Abstract
Background: Inactivation of the Von Hippel-Lindau (VHL) tumour suppressor gene leading to overexpression of hypoxia-inducible transcription factors (HIF)-1α and -2α is a critical event in the pathogenesis of most clear cell renal cell carcinomas (RCC). HIF-1α and HIF-2α share significant homology and regulate overlapping repertoires of hypoxia-inducible target genes but may have differing effects on RCC cell growth. Loss of HIF-1α expression has been described in RCC cell lines and primary tumours. Whether mutations in the alpha-subunits of HIF-1α and HIF-2α contribute to renal tumourigenesis was investigated here. Materials and Methods: Mutation analysis of the complete coding sequence of HIF-1α and HIF-2α was carried out in primary RCC (n=40). Results: The analysis revealed a somatic HIF1A missense substitution, p.Val116Glu, in a single RCC. Functional studies demonstrated that p.Val116Glu impaired HIF-1α transcriptional activity. Genotyping of HIF1A variants p.Pro582Ser and p.Ala588Thr demonstrated no significant differences between RCC patients and controls. Conclusion: The detection of a loss-of-function HIF1A mutation in a primary RCC is consistent with HIF-1 and HIF-2 having different roles in renal tumourigenesis, However, somatic mutations of HIF1A are not frequently implicated in the pathogenesis of RCC.
Investigations of the VHL tumour suppressor gene have highlighted the role of the heterodimeric hypoxia-inducible transcription factors (HIF)-1α and -2α in the pathogenesis of clear cell renal cell carcinoma (ccRCC) (1, 2). Germline mutations in the VHL tumour suppressor gene cause von Hippel-Lindau (VHL) disease, a dominantly inherited familial cancer syndrome characterized by susceptibility to retinal and central nervous system haemangioblastomas, ccRCC, phaeochromocytoma, pancreatic islet cell tumours and renal, pancreatic and epididymal cysts (3, 4). In addition, VHL inactivation by somatic mutations and de novo promoter region methylation occurs in most sporadic ccRCC (5-8). Although multiple functions have been ascribed to the VHL gene product, pVHL, the best described function is its role in regulating the protein levels of HIF-1α and HIF-2α subunits (1, 9-11). Under normoxic conditions, pVHL binds to the HIF-α subunits, targeting them for ubiquitylation and proteasomal degradation.
Inactivation of pVHL in VHL disease and sporadic ccRCC leads to stabilization of the α-subunits and up-regulation of HIF-1α and -2α expression (1). HIF-1α and HIF-2α play a critical role in regulating cellular responses to hypoxia, including the regulation of a wide range of hypoxia-inducible genes involved in energy metabolism (e.g. glucose transporter 1, GLUT1), angiogenesis (e.g. vascular endothelial growth factor, VEGF), and apoptosis/autophagy (e.g. BCL2/ adenovirus E1B 19k Da interacting protein 3, BNIP3) (12). Accordingly, RCC with VHL inactivation demonstrate diffuse expression of hypoxia-inducible genes, although pVHL may also regulate target gene expression by HIF-independent mechanisms (13-19). Deregulation of HIF is also a feature of other familial RCC syndromes such as that associated with germline fumarate hydratase mutations (20, 21).

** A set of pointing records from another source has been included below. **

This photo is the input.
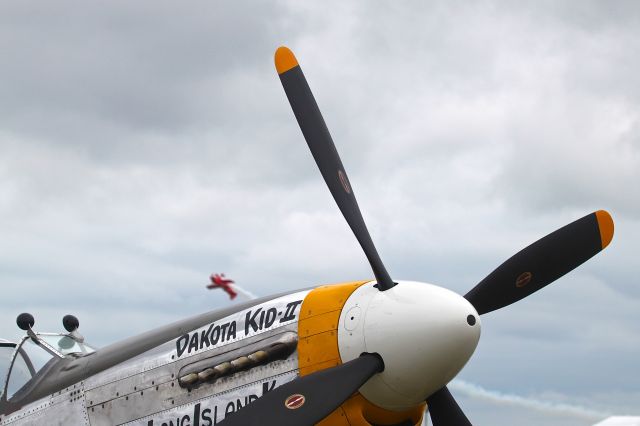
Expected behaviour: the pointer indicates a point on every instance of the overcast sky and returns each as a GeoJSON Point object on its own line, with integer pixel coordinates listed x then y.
{"type": "Point", "coordinates": [145, 145]}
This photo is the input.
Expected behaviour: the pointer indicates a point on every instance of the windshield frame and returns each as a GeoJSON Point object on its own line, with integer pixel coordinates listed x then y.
{"type": "Point", "coordinates": [25, 357]}
{"type": "Point", "coordinates": [5, 380]}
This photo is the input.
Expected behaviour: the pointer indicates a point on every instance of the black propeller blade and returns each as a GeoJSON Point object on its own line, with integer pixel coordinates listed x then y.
{"type": "Point", "coordinates": [445, 411]}
{"type": "Point", "coordinates": [543, 262]}
{"type": "Point", "coordinates": [308, 399]}
{"type": "Point", "coordinates": [324, 152]}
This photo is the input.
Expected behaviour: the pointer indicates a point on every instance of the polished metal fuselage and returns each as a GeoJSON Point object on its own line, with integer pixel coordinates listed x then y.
{"type": "Point", "coordinates": [145, 388]}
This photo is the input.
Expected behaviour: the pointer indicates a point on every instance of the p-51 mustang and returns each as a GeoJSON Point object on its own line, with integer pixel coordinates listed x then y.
{"type": "Point", "coordinates": [360, 353]}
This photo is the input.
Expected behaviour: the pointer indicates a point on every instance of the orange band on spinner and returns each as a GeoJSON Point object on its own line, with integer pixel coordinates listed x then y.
{"type": "Point", "coordinates": [318, 350]}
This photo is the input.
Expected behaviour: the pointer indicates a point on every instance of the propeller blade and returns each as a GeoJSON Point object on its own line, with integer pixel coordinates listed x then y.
{"type": "Point", "coordinates": [324, 152]}
{"type": "Point", "coordinates": [445, 411]}
{"type": "Point", "coordinates": [309, 399]}
{"type": "Point", "coordinates": [543, 262]}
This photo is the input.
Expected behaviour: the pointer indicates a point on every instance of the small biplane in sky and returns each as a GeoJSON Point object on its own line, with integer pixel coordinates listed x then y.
{"type": "Point", "coordinates": [373, 352]}
{"type": "Point", "coordinates": [219, 281]}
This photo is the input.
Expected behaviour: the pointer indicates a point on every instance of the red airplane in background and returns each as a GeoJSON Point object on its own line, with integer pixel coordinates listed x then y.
{"type": "Point", "coordinates": [219, 281]}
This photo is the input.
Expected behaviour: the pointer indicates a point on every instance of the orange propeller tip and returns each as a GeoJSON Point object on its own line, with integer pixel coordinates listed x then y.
{"type": "Point", "coordinates": [605, 224]}
{"type": "Point", "coordinates": [285, 59]}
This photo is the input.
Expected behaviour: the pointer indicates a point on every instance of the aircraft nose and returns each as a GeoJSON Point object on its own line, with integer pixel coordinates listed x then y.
{"type": "Point", "coordinates": [424, 333]}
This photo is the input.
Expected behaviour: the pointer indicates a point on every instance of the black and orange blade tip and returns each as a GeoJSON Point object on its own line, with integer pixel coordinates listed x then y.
{"type": "Point", "coordinates": [605, 224]}
{"type": "Point", "coordinates": [285, 59]}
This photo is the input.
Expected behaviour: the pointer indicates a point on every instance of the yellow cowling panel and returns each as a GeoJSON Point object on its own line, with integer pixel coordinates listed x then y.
{"type": "Point", "coordinates": [318, 350]}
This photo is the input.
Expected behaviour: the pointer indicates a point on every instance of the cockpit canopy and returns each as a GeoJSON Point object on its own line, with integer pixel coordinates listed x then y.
{"type": "Point", "coordinates": [21, 362]}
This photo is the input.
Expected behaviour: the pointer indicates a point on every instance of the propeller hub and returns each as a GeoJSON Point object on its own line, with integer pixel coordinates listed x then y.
{"type": "Point", "coordinates": [424, 333]}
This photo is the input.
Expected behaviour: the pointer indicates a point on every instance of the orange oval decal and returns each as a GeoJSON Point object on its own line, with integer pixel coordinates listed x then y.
{"type": "Point", "coordinates": [344, 181]}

Previously, we investigated whether mutations in elongins B (TCEB2) and C (TCEB1P3), RBX1, and in the oxygen-dependent degradation domain (ODDD) of HIF-1A (codons 549-582) were implicated in the pathogenesis of RCC without VHL mutations. Although we did not identify any pathogenic sequence variants in elongin B and C or RBX1, two HIF-1α amino acid substitutions (p.Pro582Ser and p.Ala588Thr) were detected in the germline of RCC patients and controls (22). Subsequently, it was reported that the p.Pro582Ser was more frequent in RCC patients than in controls (23). Moreover, investigations of early neoplastic lesions in VHL disease patients demonstrated that whereas HIF-1α up-regulation could be detected in the earliest lesions with VHL inactivation, in more advanced lesions HIF-2α was up-regulated and HIF-1α expression might be lost (24). Recently Gordan et al. (25) reported that 61% of RCC expressed increased expression of both HIF-1α and HIF-2α and ~27% of HIF-2α alone; no tumours expressed HIF-1α only. These reports prompted us to investigate whether mutations in HIF1A and HIF2A occurred during renal tumourigenesis and whether common germline variants in HIF1A influenced RCC susceptibility.
Materials and Methods
Patients and samples. For single nucleotide polymorphism (SNP) association analysis, 332 consecutive cases of RCC collected between 1999 and 2006 in Szczecin, Poland, were analysed. Population-matched control samples were randomly selected from healthy individuals (with negative family history of cancer) matched to cases by sex, year of birth and from the same region of the country. Local ethics committees approved the collection of samples and informed consent was obtained from each patient. DNA was extracted from primary RCC by standard techniques.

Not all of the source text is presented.